You may have heard the term “pocket listing” either from a buyer or seller but just not sure what it means. Basically, a pocket listing is a property where a broker holds assigned listing agreement with the seller but never actually advertises of the property in the multiple listing system or the MLS. In the US this is called a pocket listing and in Canada, it’s called an exclusive listing. So why would a broker choose not to post a listing on the MLS? Doesn’t this restrict the number of buyers who could potentially purchase the property?
Pocket listings are often used in either celebrity or high profile cases where the seller or homeowner may need privacy or secrecy. Some sellers may have their own reasons for not advertising a listing on the MLS and it could even go as far as discrimination. However, this, of course, is not the idea behind a pocket listing. They can be very appealing to buyers who are looking for exclusive opportunities but that also means their agent and the listing agent need to be in close communication so that when the right property does hit the market, the right buyer can follow suit. It’s important that both buyers and sellers know the advantages and disadvantages to a pocket listing.

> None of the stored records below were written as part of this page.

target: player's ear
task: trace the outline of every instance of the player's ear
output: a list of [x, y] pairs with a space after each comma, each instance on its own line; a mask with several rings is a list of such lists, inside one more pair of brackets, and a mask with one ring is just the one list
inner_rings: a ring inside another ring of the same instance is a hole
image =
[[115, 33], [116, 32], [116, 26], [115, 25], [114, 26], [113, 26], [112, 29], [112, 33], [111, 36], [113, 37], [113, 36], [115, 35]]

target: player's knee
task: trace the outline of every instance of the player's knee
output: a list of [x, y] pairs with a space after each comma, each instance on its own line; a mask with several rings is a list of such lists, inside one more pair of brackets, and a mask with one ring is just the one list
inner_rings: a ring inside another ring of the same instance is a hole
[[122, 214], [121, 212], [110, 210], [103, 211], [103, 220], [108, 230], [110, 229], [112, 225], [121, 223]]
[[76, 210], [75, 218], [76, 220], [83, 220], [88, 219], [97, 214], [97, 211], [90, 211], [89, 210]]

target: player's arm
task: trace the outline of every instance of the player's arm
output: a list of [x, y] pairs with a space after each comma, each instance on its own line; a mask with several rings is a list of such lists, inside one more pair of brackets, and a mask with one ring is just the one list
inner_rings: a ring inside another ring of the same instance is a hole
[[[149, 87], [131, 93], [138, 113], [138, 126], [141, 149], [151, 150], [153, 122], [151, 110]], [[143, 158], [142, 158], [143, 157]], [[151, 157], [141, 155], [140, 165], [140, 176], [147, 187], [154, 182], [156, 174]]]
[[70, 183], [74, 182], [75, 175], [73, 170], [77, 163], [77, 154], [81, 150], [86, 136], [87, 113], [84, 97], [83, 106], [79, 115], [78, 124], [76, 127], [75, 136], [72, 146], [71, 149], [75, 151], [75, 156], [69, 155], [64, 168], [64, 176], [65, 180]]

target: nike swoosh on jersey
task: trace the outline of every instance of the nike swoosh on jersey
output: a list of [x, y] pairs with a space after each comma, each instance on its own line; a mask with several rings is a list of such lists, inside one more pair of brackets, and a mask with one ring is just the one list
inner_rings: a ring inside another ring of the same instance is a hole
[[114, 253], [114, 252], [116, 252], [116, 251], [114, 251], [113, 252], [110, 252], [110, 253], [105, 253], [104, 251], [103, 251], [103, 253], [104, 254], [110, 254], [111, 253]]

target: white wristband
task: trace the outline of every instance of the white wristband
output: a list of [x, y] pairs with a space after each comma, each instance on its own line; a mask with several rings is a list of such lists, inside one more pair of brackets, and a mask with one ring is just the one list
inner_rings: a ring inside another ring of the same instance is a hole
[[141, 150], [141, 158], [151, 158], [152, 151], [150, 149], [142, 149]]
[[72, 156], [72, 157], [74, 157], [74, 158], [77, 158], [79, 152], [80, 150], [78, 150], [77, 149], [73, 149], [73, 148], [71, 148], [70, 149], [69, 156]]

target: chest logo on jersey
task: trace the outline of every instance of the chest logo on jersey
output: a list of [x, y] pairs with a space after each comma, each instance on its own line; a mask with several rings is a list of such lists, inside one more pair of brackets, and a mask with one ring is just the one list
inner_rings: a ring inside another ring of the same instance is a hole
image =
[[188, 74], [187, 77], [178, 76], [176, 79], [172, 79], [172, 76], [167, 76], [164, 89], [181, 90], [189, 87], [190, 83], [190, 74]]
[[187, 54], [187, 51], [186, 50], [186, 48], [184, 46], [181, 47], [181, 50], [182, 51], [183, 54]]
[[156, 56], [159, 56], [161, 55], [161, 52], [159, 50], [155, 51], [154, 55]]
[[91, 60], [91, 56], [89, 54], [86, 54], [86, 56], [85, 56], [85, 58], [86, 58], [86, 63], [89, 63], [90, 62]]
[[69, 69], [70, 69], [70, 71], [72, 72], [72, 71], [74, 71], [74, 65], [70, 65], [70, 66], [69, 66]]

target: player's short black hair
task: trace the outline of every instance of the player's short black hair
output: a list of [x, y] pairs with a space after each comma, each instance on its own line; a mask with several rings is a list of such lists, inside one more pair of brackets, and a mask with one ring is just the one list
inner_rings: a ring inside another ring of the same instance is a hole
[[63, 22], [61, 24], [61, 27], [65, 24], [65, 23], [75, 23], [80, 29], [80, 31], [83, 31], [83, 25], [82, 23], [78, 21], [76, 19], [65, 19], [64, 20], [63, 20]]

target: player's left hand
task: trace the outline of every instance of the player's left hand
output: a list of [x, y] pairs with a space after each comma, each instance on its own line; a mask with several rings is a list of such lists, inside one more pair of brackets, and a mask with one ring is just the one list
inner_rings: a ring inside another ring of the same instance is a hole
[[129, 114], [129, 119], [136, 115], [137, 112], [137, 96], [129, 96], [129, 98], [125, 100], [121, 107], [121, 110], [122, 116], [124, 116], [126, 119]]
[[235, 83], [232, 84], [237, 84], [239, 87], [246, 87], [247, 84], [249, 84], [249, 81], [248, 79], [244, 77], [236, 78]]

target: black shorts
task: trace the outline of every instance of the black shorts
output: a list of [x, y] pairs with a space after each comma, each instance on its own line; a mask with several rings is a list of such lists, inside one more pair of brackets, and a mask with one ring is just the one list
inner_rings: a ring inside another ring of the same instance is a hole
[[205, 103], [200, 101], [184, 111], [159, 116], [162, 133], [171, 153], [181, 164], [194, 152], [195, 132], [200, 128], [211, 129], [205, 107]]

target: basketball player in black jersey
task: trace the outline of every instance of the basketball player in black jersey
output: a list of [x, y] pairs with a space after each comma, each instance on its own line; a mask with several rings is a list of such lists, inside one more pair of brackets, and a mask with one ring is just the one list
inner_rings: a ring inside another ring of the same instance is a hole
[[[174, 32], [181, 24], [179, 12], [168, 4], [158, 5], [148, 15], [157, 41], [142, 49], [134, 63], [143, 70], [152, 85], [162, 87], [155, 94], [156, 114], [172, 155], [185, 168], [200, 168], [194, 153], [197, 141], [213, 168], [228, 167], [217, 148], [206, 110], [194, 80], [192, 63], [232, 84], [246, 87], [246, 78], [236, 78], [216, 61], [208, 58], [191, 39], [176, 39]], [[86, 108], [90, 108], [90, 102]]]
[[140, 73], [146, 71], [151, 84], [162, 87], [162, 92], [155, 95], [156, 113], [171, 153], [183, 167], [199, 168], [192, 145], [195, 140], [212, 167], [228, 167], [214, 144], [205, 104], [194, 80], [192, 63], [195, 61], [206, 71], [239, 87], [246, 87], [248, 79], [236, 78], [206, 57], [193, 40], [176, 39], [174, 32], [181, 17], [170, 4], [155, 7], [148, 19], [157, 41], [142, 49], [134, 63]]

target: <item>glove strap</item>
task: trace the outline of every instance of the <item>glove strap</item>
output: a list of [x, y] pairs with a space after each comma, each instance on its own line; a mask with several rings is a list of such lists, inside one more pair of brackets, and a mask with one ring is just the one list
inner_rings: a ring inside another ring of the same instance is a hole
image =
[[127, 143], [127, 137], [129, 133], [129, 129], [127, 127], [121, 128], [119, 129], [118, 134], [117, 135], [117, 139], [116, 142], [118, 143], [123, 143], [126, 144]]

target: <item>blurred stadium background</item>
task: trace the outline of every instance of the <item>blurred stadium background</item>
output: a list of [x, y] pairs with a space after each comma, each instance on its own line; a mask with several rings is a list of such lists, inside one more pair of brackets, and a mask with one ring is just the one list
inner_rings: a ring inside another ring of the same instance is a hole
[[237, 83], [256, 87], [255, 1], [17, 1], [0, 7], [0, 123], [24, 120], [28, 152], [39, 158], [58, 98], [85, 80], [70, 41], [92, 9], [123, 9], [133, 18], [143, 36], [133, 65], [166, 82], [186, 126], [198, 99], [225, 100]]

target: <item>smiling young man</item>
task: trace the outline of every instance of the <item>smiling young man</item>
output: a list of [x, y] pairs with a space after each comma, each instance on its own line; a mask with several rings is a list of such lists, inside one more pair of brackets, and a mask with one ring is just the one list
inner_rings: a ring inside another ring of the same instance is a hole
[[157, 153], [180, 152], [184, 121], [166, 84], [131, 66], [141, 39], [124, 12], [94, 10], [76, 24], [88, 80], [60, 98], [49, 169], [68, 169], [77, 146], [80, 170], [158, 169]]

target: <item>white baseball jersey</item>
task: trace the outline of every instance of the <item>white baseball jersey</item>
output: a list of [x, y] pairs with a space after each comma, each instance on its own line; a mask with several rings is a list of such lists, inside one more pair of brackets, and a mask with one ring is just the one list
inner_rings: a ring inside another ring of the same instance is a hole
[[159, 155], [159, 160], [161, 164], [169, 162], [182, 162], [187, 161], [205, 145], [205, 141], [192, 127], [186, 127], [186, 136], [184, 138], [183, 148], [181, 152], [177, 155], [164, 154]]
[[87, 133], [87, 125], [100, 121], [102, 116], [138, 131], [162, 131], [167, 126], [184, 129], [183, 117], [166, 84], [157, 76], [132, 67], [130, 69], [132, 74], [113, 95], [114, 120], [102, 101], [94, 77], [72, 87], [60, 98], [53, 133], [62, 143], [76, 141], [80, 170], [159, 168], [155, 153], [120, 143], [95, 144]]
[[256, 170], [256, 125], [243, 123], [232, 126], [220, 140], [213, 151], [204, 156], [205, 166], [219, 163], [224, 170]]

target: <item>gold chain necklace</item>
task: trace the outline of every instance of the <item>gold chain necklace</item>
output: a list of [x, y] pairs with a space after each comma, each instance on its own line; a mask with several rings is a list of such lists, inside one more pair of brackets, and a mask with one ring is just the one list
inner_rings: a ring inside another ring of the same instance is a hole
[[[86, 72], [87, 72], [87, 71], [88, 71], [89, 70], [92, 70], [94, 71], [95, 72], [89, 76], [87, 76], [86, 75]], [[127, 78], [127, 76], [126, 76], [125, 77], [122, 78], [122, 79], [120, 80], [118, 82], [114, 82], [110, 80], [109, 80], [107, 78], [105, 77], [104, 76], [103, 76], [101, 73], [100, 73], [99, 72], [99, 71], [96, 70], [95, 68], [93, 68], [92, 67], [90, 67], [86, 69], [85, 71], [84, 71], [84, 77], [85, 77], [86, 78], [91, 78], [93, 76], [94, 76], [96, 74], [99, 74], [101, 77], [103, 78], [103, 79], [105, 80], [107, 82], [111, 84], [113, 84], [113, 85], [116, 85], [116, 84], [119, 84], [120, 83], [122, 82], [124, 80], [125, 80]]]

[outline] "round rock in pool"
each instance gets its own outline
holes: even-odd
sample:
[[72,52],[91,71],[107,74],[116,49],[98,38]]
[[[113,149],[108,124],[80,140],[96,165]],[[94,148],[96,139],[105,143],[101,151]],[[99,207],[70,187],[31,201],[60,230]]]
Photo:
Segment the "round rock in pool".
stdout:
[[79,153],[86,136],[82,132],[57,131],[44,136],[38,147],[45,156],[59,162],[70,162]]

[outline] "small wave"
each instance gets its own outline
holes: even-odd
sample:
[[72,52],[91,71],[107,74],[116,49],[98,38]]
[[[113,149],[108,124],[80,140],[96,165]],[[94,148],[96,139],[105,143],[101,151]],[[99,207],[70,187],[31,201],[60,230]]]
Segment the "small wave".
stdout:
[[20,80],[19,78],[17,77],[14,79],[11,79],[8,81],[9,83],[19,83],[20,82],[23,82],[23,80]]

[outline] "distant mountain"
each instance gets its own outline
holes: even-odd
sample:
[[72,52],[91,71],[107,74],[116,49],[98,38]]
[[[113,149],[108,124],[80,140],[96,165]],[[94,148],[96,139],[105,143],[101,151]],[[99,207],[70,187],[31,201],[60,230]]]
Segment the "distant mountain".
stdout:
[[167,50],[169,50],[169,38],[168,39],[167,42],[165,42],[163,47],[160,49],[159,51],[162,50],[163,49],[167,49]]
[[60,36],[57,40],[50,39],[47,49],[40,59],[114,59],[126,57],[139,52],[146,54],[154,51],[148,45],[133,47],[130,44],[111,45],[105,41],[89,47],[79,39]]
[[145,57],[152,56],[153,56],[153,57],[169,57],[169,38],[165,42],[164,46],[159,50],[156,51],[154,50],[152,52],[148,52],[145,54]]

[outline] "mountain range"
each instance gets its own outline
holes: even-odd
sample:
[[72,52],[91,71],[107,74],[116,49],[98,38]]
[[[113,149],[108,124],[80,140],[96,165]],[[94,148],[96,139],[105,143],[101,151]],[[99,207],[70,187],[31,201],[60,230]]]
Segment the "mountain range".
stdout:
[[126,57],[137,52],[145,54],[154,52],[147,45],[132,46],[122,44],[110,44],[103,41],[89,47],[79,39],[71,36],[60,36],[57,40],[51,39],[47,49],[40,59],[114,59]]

Of course, not every listing should be a pocket listing otherwise there would be anything for the average home buyer to look for online. Pocket listings are good for sellers if they don’t want a lot of showings that their home, they may be selective about who knows the home is actually for sale or they may not even want their neighbors or family members to know it’s for sale until it is sold or they simply trust their real estate agent to give them the highest value possible, which is a very slippery slope for most real estate agents to travel.
From a buyer’s perspective, a pocket listing is good because there’s less competition on a property lowering the buyer’s chances of having to outbid someone else. Pocket listings may even offer great deals and don’t necessarily have to be a high-end home. Sometimes homeowners want to move and sell quickly and remain private with their listing potentially due to financial issues or some other legal constraints.
The obvious disadvantage for sellers is that the home is not listed on the MLS, which broadcasts nationally to places like Zillow, Trulia, and Realtor.com. If it’s not out on all of these websites it’s not going to be out on individual agency websites either with their property search feet so the chances of thousands of buyers getting a chance to look at the home is almost impossible.
Listing it on the MLS is good if you don’t care who buys your property. If you’re okay with your home being shown 20 times or more in a week, your home should be listed everywhere you possibly can. And you want to give every agent the opportunity to sell your home. Agents have access to multiple streams of technology to research and find the best home for their client and if your home is not available on there, you could miss a buyer.
Pocket listings can also negatively affect buyers as well. If a buyer is unaware of the homes of availability you could be missing out on a great home and possibly preventing you from finding the home that fits you and your budget best. It could end up costing you more because the pocket listing might be the perfect home for you but if it’s so exclusive that only a handful of possible buyers ever sees it, chances are you’re not going to see it either.
Pocket listings are not that uncommon in places like Bellevue, Mercer Island, or high-end downtown Seattle condos and penthouses. Taking a pocket listing or advertising as a pocket listing is not unethical or that uncommon but it’s important to understand all of the facets to a pocket listing for both buyers and sellers so that all parties can make the right decision for their needs.